Local environmental activists have responded fiercely to PALCO's new ways. The North Coast office of the Earth First! organization, based in the nearby town of Arcata, began providing front-line reconnaissance, which grew into a bitter fight. As Earth First! spied on PALCO's activities, its members undertook "direct actions" -- chaining themselves to equipment and sitting in trees designated to be cut.
The Environmental Protection Information Center (EPIC), a grass-roots legal group in Garberville in place since the 1970s, assumed the laborious task of filing lawsuits against PALCO, alleging numerous violations of state and federal laws.
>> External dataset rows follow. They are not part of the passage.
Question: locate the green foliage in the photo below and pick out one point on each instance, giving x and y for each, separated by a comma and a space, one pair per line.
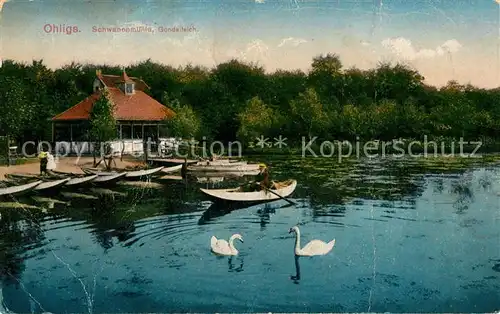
185, 124
256, 120
15, 110
102, 121
308, 113
236, 99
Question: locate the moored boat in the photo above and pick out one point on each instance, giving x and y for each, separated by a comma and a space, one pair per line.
19, 189
220, 162
283, 189
50, 185
109, 179
80, 181
171, 169
225, 168
143, 173
99, 172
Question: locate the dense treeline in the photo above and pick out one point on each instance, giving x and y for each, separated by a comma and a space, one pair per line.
235, 100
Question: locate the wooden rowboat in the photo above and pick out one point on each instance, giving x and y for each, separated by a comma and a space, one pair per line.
171, 169
109, 179
46, 186
80, 181
143, 173
221, 162
99, 172
19, 189
225, 168
285, 188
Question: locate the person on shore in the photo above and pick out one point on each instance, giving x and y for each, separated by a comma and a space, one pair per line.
43, 156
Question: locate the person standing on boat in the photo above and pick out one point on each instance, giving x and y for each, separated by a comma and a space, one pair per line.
263, 180
184, 169
43, 156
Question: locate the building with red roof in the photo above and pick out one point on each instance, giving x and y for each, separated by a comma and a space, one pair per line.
138, 115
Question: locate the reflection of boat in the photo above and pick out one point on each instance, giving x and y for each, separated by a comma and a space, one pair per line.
80, 181
212, 212
51, 185
285, 188
143, 173
171, 169
19, 189
109, 179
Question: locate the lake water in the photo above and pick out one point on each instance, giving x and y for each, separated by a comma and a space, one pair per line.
411, 236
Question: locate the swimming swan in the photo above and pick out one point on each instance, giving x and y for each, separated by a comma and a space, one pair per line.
315, 247
222, 247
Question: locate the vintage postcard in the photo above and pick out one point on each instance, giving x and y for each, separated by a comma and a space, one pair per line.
249, 156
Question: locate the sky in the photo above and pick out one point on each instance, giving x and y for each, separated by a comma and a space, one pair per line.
443, 39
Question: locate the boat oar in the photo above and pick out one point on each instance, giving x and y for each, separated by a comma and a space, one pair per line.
283, 198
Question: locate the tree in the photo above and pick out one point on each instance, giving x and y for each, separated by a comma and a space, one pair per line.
102, 124
255, 121
308, 113
186, 122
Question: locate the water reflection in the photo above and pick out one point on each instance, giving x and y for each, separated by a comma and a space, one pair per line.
296, 278
396, 205
214, 211
265, 215
231, 263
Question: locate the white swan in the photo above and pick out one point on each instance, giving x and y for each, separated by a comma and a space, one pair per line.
222, 247
315, 247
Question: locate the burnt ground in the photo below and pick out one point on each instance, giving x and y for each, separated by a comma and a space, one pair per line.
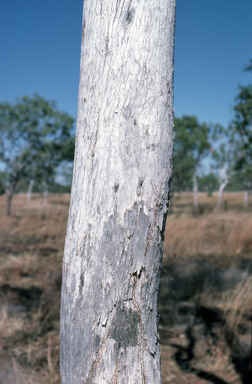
205, 296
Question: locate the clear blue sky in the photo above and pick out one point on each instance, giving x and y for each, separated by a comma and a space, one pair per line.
40, 53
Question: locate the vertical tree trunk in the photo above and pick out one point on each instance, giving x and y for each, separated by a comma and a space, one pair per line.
246, 195
120, 194
195, 192
45, 192
9, 196
29, 190
220, 193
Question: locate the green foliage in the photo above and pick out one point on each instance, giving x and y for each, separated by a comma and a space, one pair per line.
190, 146
241, 133
34, 139
208, 183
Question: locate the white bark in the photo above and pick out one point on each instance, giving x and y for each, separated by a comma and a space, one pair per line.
195, 192
220, 193
246, 194
120, 193
45, 192
29, 191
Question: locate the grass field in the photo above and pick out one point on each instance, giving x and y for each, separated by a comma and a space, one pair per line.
205, 297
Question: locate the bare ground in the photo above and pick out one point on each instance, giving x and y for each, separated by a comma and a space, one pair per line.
205, 297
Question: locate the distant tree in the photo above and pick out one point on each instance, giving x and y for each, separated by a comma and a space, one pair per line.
208, 183
190, 146
241, 135
34, 138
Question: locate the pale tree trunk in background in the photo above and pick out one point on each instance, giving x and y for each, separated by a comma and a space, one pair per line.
246, 195
195, 192
120, 194
45, 192
29, 191
220, 193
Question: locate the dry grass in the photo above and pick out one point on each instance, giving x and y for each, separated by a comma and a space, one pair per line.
200, 248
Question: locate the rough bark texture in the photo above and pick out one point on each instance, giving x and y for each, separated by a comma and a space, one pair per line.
120, 194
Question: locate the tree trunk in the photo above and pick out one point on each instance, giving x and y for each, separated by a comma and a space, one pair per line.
120, 194
246, 194
9, 196
45, 192
29, 191
220, 193
195, 192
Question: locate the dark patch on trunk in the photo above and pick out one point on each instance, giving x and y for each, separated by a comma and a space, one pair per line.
130, 15
124, 327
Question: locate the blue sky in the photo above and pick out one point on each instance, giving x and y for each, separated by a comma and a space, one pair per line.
40, 53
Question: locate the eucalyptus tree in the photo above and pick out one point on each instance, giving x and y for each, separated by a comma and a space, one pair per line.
241, 136
120, 194
190, 147
34, 137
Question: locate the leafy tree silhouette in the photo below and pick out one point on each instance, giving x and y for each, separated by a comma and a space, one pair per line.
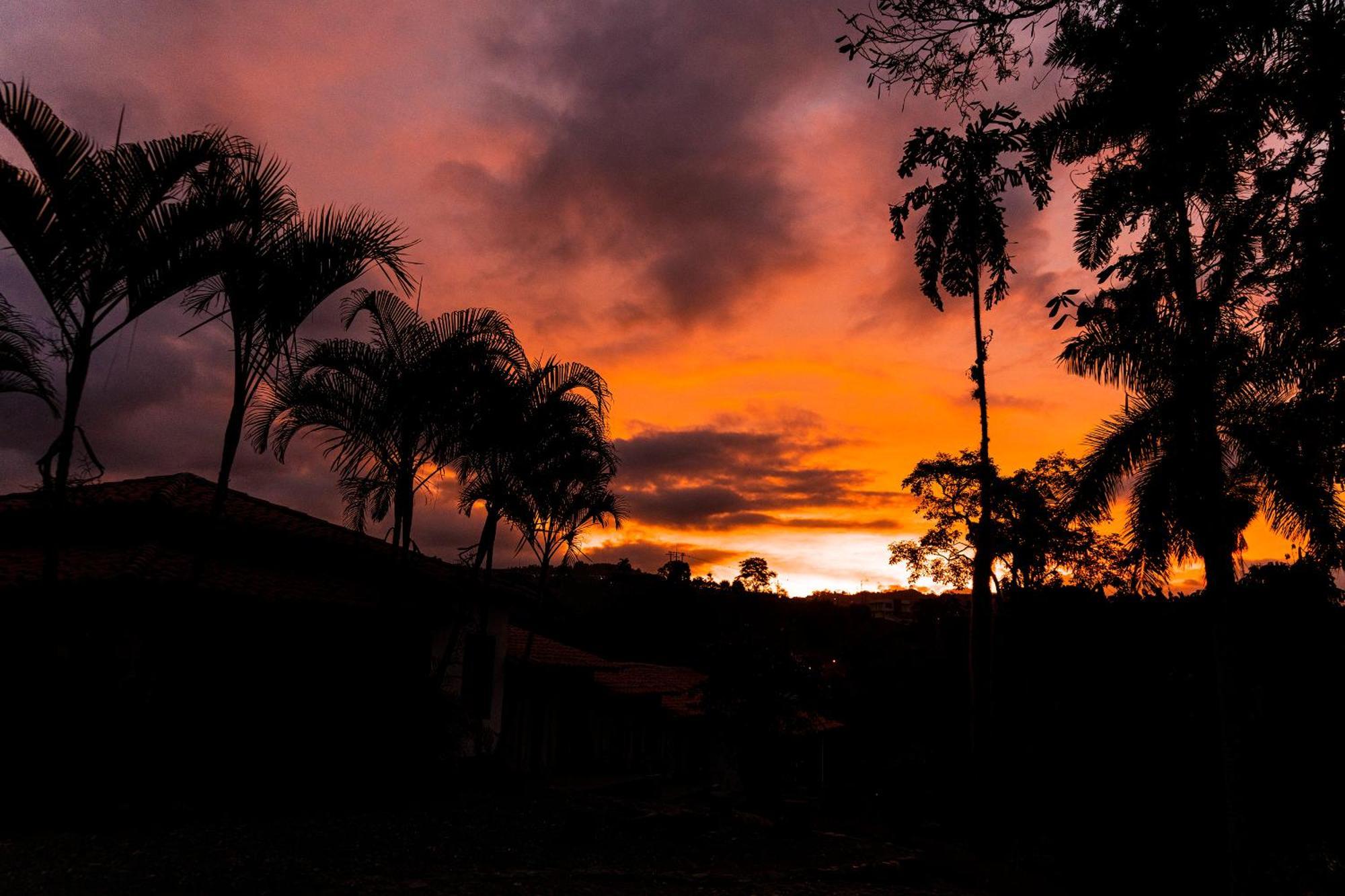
757, 575
1207, 438
275, 268
1040, 541
392, 409
107, 235
563, 485
677, 571
961, 245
EPIC has won many of its lawsuits, carrying some all the way to the U.S. Supreme Court.
A third group, the Trees Foundation, came together to provide administrative and promotional support for all the activist groups.
Since the Maxxam takeover, the fate of the old-growth redwoods has dominated life and politics in Humboldt County. At the epicenter of the dispute is the Headwaters grove, an area of ancient redwoods within PALCO's forest holdings.
Contrary to public perception, the conflict is not black and white. Few, if any, activists want to see redwood logging stopped completely in the area, because people need to work and feed their families. Conversely, nobody within the PALCO organization is interested in cutting down every single redwood tree in Humboldt County and killing every single species of bird, fish, and plant. The main concern for activists has always been the vigor with which PALCO is clear-cutting old-growth trees.
And they have a point. Forbes magazine may call Hurwitz one of the most powerful people in corporate America, but he also runs a sloppy lumber company. The state suspended PALCO's license last winter for repeated violations of forest practices laws and renewed the license on a conditional basis for 1998. Hurwitz and Maxxam have paid millions of dollars to settle lawsuits brought against them by former PALCO shareholders and retirees. Other lawsuits are still pending, including one by the victims of the Stafford mudslide on New Year's Day 1997.